Deep dive: layers (II)

Notes

Modified

May 28, 2026

Learning objectives

Identify common geom types for single and multiple variable charts
Generate charts using the same variables and different geoms
Utilize position adjustments
Evaluate the effectiveness of geom type choice for specific combinations of variables

Setup

We’ll continue using the Tompkins County home sales data from the previous lesson. Here is the full data preparation pipeline in a single pipeline:

tompkins <- read_csv("data/tompkins-home-sales.csv") |>
  mutate(decade_built = (year_built %/% 10) * 10) |>
  mutate(
    decade_built_cat = case_when(
      decade_built <= 1940 ~ "1940 or before",
      decade_built >= 1990 ~ "1990 or after",
      .default = as.character(decade_built)
    )
  )

mean_price_decade <- tompkins |>
  group_by(decade_built_cat) |>
  summarize(mean_price = mean(price))

Rows: 1270 Columns: 12
── Column specification ──────────────────────────────────────────────────────────────────
Delimiter: ","
chr  (2): town, municipality
dbl  (9): price, beds, baths, area, lot_size, year_built, hoa_month, long, lat
date (1): sold_date

ℹ Use `spec()` to retrieve the full column specification for this data.
ℹ Specify the column types or set `show_col_types = FALSE` to quiet this message.

Geoms

A geom is the geometric object used to represent observations in a plot. Choosing the right geom is one of the most consequential visualization decisions you’ll make — the same data can tell very different stories depending on how it is drawn.
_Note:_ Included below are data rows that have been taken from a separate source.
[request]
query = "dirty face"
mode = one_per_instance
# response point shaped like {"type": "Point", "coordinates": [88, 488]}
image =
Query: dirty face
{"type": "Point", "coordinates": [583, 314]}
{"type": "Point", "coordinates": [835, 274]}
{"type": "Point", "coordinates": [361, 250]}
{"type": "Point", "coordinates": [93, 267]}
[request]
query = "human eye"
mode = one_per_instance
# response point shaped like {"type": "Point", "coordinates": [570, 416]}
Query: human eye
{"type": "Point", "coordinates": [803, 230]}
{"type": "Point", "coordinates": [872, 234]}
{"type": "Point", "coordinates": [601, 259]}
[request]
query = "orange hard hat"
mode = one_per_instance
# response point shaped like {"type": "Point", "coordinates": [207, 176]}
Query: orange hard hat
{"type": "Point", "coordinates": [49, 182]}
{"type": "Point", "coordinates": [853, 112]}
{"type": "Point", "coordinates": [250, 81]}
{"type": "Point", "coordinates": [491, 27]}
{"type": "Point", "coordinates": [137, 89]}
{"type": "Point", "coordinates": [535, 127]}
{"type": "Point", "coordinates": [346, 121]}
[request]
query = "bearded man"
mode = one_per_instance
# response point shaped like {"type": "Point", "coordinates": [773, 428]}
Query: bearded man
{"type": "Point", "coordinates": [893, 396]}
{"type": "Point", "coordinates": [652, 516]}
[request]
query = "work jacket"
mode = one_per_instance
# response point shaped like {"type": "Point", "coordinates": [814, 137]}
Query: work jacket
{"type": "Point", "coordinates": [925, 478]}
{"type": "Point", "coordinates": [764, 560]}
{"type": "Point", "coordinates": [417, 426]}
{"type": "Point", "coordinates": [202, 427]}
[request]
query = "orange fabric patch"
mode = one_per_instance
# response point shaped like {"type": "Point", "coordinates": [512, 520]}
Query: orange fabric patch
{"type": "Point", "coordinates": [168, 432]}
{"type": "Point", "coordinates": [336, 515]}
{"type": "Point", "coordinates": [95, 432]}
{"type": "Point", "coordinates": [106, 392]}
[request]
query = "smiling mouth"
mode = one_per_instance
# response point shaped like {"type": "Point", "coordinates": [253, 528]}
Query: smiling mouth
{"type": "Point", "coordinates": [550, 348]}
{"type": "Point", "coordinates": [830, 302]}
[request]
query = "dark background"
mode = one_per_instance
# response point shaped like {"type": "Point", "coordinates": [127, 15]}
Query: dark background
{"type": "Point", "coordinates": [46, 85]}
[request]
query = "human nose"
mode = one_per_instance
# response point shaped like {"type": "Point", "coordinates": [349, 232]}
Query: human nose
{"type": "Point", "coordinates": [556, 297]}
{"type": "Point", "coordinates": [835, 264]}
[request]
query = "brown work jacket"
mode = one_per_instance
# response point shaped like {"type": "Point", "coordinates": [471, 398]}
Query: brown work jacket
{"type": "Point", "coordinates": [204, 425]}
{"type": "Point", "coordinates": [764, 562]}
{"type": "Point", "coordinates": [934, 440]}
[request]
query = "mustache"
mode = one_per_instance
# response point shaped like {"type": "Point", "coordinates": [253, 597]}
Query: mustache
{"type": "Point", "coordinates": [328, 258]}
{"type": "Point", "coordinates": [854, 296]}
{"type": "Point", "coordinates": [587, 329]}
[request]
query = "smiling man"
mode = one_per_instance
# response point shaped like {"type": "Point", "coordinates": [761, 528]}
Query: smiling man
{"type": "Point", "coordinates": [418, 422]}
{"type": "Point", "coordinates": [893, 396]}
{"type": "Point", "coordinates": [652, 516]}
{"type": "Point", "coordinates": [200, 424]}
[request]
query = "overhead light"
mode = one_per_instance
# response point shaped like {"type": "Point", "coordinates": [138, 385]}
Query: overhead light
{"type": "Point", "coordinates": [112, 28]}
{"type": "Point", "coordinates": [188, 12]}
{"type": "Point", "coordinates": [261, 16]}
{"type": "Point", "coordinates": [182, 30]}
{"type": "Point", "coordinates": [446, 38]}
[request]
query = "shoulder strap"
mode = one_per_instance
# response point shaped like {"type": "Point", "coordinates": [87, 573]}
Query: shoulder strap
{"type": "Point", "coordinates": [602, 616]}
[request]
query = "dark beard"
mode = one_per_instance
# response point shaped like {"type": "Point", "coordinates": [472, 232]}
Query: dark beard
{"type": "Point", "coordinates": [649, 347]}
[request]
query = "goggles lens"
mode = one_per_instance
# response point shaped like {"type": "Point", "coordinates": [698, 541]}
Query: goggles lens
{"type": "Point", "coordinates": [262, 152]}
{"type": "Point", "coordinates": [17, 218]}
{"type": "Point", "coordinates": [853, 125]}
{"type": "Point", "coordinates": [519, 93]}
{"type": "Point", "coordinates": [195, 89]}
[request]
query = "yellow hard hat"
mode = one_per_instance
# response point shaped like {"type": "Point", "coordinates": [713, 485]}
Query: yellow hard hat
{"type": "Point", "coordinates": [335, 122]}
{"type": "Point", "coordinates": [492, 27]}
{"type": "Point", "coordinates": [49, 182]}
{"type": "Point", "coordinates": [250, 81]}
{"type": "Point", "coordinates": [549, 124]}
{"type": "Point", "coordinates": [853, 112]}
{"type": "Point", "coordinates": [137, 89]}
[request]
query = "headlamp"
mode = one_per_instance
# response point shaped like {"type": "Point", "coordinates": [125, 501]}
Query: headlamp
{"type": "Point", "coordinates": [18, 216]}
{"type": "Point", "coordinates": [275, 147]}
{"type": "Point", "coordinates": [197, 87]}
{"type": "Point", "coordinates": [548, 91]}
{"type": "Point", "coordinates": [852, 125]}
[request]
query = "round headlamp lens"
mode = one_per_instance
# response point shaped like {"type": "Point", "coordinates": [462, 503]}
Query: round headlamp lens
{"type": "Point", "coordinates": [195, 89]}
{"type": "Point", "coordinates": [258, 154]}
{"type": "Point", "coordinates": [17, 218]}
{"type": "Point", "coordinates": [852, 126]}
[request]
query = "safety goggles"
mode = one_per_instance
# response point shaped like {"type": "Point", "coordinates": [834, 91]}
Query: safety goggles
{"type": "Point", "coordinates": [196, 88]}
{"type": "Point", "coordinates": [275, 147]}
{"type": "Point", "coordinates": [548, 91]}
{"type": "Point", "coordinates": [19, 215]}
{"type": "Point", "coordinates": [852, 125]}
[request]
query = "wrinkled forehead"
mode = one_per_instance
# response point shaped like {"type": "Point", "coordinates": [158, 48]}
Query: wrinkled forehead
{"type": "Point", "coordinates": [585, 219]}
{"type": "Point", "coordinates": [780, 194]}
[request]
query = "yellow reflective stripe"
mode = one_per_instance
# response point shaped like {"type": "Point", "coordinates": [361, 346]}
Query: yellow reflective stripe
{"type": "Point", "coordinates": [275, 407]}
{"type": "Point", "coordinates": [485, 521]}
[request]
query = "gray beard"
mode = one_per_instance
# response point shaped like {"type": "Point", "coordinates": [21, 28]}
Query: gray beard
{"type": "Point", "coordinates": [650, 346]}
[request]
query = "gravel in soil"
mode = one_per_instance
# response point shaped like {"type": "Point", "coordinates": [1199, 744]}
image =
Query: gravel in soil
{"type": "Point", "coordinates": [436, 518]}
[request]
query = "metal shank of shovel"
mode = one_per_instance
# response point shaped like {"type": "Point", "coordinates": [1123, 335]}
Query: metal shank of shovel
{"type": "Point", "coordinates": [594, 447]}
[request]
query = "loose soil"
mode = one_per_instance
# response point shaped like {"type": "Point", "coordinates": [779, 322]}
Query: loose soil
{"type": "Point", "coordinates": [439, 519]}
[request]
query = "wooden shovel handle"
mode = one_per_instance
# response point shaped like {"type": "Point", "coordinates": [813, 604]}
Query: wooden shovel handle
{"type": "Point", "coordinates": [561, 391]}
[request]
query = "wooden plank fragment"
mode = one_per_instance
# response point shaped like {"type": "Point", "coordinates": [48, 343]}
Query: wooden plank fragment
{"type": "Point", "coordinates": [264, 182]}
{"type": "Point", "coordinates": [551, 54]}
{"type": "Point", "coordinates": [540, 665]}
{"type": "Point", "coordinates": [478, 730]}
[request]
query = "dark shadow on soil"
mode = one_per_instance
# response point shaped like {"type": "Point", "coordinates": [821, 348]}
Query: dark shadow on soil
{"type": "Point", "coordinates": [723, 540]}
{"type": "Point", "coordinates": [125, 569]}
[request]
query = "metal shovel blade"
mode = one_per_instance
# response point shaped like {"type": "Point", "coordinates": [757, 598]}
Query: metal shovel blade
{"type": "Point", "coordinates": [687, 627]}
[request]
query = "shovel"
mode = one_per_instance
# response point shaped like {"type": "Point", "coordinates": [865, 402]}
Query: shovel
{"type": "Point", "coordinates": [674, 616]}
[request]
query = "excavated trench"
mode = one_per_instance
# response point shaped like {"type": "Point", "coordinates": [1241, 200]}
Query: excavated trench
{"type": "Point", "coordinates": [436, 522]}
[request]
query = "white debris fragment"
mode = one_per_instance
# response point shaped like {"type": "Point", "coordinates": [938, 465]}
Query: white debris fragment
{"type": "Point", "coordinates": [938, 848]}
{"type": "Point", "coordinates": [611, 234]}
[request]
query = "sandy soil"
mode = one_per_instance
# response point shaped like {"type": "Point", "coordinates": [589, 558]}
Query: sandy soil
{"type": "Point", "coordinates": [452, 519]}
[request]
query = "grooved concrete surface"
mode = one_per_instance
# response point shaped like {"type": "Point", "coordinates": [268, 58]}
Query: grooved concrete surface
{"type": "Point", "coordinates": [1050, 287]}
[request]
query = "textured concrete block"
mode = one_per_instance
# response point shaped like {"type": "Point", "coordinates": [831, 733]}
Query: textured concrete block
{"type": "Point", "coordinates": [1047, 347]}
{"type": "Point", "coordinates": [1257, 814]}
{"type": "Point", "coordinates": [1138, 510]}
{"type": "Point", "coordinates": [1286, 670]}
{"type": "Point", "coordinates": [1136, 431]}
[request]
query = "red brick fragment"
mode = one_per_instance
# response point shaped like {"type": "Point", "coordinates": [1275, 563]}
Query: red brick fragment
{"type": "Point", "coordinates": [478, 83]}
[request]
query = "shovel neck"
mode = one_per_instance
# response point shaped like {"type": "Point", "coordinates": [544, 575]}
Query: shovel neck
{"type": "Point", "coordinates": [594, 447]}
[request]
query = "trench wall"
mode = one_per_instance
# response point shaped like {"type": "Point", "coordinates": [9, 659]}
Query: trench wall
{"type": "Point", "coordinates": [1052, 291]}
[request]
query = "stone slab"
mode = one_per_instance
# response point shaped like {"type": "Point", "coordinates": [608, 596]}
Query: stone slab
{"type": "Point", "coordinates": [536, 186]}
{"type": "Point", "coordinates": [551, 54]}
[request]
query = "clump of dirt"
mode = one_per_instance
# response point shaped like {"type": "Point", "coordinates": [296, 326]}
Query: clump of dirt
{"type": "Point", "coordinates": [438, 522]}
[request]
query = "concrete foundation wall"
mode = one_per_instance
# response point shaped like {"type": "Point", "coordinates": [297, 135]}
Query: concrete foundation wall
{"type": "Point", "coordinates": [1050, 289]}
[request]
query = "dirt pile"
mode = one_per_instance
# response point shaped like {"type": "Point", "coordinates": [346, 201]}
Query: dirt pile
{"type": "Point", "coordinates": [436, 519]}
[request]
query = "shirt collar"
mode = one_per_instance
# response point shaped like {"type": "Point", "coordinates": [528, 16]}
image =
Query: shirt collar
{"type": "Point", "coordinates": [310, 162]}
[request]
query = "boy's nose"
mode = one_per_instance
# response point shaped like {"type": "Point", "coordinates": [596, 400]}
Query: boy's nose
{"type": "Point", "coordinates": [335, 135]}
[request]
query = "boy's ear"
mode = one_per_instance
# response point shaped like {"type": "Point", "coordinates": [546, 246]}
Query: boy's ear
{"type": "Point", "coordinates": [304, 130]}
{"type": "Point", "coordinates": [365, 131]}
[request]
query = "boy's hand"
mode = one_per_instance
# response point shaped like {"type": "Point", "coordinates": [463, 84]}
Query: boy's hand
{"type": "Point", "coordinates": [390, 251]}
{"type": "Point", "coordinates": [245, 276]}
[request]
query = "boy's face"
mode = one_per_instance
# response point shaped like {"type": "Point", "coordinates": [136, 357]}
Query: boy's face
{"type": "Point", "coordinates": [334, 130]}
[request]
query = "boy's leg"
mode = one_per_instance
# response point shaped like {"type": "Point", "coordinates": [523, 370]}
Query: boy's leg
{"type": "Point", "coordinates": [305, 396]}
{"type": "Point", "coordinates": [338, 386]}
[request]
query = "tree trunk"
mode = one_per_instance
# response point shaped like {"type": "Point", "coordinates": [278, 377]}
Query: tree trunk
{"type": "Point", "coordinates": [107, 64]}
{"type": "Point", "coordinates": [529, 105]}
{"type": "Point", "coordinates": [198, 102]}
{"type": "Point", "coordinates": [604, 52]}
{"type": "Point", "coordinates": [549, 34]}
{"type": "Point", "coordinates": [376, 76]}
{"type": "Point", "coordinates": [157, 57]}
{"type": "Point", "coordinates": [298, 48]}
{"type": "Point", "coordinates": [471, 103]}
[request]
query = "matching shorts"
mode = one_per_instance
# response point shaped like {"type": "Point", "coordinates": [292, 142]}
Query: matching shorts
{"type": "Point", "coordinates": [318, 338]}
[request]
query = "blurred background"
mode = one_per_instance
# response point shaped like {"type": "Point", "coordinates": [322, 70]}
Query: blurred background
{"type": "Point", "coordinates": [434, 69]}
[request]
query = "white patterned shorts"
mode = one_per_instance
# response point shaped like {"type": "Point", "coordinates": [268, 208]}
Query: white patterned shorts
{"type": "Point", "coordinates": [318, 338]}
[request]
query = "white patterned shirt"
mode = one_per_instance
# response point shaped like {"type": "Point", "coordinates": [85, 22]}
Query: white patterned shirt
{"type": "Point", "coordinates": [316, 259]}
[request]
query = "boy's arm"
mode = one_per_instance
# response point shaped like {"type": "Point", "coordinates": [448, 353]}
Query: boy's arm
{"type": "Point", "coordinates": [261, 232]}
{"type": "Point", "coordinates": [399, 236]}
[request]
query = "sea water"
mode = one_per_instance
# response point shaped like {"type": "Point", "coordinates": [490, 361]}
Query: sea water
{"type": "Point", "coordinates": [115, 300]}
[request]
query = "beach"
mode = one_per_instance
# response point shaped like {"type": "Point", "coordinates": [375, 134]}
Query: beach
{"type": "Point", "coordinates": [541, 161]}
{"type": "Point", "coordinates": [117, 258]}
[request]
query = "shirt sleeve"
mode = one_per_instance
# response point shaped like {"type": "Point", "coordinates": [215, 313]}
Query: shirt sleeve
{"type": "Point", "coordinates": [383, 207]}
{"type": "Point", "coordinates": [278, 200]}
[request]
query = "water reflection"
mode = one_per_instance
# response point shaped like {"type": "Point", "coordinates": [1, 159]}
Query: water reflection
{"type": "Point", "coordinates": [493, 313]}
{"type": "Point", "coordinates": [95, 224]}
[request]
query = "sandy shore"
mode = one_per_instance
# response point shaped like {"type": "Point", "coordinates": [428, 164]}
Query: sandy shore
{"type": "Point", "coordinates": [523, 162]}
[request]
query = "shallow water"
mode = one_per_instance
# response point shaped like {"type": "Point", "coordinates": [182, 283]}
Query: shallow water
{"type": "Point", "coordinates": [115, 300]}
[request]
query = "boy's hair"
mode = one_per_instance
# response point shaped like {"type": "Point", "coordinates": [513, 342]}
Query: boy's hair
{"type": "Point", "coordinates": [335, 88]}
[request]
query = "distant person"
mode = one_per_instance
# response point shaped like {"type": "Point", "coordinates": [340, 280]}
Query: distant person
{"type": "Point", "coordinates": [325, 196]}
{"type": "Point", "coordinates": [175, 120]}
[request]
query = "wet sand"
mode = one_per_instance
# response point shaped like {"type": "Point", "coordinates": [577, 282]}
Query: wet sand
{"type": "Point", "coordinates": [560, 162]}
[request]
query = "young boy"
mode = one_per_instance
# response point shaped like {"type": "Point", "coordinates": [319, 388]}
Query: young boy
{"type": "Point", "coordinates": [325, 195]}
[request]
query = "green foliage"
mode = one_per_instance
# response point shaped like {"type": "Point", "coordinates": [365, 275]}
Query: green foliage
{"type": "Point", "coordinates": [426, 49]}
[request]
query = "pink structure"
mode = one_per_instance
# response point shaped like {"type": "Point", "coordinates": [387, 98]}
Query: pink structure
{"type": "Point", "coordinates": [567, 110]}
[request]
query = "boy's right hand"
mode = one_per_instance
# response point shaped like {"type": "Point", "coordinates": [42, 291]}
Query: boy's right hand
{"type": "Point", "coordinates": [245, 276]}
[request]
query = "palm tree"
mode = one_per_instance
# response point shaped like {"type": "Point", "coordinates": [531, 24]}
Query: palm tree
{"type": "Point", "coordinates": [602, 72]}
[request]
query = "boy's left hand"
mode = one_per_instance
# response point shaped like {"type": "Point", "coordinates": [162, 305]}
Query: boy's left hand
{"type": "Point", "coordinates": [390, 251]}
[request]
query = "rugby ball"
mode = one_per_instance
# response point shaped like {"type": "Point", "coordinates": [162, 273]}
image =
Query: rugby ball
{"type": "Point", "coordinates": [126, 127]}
{ggplot2} provides a geom_*() function for every major chart type. The right choice depends primarily on two things: how many variables you’re showing and what types they are (continuous vs. discrete).

One variable

Discrete variables

For a single discrete (categorical) variable, geom_bar() is the default: it counts how many observations fall in each category and renders a bar for each.

Continuous variables

For a single continuous variable, you have several options depending on what you want to emphasize:

geom_histogram() — bin and count into bars; good for seeing the shape of the distribution
geom_density() — smoothed kernel density estimate; good for comparing shapes across groups
geom_freqpoly() — like a histogram but drawn as a line; makes multi-group comparisons easier
geom_dotplot() — stack individual points; good for small datasets

When comparing distributions across groups, the choice between these matters. A stacked or overlapping histogram can be hard to read:

ggplot(tompkins, aes(x = price, fill = decade_built_cat)) +
  geom_histogram(binwidth = 100000)

1: Stacked histograms make it hard to compare the heights of bars across groups — only the bottom group has a stable baseline at zero.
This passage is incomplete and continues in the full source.